My diagnosis of Gaucher Disease at age 27 came as a shock and a relief.
My diagnosis of Gaucher Disease at age 27 came as a shock and a relief. I was newly pregnant with our first child and my husband and I decided to have the Ashkenazi Jewish Panel for genetic tests done since we are both of Ashkenazi Jewish ancestry. I was sitting in my law office when the geneticist at Tulane University called me and said she would like me to come see her. Of course, I panicked. My first thought was something is wrong with the baby. I was increasingly agitated over the phone, “tell me, tell me”. She asked me if I knew I was homozygous for Gaucher Disease. WHAT??!! What is that?
Hence my entry into the lysosomal storage world began. But, what a relief that symptoms I was having my whole life made sense. Ever since I was a little girl I had constant bloody noses. My mother would take me to the ENT who would cauterize it and send me on my way with reminders to use saline spray to keep it moist. Some weeks, I would have 3 or 4 bloody noses. As an adolescent I was diagnosed with anemia. So my pediatrician told me to take iron pills. During law school, a routine blood test found very low platelets, which resulted in a trip to the hematologist. This specialist simply explained that some people have low platelets and it’s no big deal.
And the exhaustion. I couldn’t understand how my roommates could stay out all hours of the night and then go to classes the next day. I needed to sleep—a lot!
After my diagnosis, my husband got tested and he is a carrier for Gaucher. So we decided to check the fetus and fortunately, the baby was only a carrier. At 26 weeks pregnant, I could not move my left leg and the pain was incredible. I called the OB who explained it was sciatica and there was no treatment. I could not sleep, eat, bathe, anything. After a horrible week, I went to see an orthopedic surgeon who ordered MRIs and blood tests. Within hours, and a sed rate off-the-charts, I was admitted to the hospital and told it could be lymphoma. They put a monitor on the fetus and gave me morphine. Finally!

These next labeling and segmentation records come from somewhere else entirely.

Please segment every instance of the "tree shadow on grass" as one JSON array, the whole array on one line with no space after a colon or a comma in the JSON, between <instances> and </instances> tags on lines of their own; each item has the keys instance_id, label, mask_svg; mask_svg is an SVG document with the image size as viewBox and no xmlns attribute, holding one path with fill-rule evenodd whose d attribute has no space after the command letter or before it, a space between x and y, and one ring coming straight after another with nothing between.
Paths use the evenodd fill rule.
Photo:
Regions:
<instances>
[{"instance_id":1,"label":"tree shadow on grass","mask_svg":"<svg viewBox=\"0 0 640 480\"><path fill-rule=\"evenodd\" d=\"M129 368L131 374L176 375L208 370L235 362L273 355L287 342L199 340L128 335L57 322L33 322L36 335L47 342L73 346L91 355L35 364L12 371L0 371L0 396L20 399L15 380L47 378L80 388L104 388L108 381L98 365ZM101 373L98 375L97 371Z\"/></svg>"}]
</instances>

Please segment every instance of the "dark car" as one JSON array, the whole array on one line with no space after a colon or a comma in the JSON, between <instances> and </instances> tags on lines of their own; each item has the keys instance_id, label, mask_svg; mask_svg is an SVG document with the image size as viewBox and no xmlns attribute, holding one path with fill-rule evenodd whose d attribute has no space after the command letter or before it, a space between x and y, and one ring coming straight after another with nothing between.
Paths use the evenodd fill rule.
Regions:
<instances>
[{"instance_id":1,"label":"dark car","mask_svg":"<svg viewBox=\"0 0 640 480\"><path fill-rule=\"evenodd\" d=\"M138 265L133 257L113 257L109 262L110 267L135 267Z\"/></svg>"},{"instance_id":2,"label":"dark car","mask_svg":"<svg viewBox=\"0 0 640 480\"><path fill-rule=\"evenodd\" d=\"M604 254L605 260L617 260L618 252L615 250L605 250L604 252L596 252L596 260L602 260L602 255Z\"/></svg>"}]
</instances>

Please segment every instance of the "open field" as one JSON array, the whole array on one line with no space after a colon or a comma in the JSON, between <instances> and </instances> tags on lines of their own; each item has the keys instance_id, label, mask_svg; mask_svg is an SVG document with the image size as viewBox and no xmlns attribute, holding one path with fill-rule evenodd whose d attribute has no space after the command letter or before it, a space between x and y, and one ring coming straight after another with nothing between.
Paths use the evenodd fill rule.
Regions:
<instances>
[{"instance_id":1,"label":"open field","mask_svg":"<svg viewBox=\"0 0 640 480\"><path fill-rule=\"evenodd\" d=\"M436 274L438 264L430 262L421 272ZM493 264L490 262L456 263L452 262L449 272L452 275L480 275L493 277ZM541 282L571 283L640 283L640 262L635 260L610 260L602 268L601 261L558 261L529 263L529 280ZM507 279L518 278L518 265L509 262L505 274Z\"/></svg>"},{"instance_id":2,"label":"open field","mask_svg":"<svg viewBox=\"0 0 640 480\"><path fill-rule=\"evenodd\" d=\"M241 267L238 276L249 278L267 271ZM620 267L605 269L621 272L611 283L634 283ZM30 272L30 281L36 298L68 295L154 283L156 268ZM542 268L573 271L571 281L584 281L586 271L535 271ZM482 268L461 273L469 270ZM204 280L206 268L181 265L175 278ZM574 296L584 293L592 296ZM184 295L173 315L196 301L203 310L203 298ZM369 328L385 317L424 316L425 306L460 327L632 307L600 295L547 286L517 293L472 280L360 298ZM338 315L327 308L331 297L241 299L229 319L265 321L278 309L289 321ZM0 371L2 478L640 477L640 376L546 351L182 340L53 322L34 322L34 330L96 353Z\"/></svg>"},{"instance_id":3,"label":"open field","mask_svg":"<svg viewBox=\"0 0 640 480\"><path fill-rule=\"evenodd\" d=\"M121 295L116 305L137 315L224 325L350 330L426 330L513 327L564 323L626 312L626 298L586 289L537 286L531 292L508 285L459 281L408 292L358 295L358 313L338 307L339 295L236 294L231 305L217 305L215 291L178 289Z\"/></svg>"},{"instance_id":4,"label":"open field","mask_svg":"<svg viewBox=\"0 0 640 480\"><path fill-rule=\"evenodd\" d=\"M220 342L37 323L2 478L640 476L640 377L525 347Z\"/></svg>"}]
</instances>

Of course, it wasn’t lymphoma, but rather I was having a bone crisis in my pelvis related to Gaucher. I had a bone marrow biopsy which showed the Gaucher cells. Needless to say, it was a very difficult pregnancy. By the time I went into labor at 38 weeks, my platelets were down to 30,000 and I had excessive bleeding during delivery, resulting in some 300 stitches. Within 3 months of having our beautiful son Jonah, I started on imiglucerase and things started to look up. I had a corrective surgery to remove scar tissue from the delivery and began to feel much better.
Fourteen years and two more sons later, my husband and I are enjoying a very active family life with our 3 boys. Our middle son, Eli has Gaucher Disease, and has recently started treatment. Over the years I have switched to various ERTs and have been part of a clinical study for the past 6 years. I am thankful that there is treatment and that Eli is enjoying a healthy and happy childhood along with his brothers.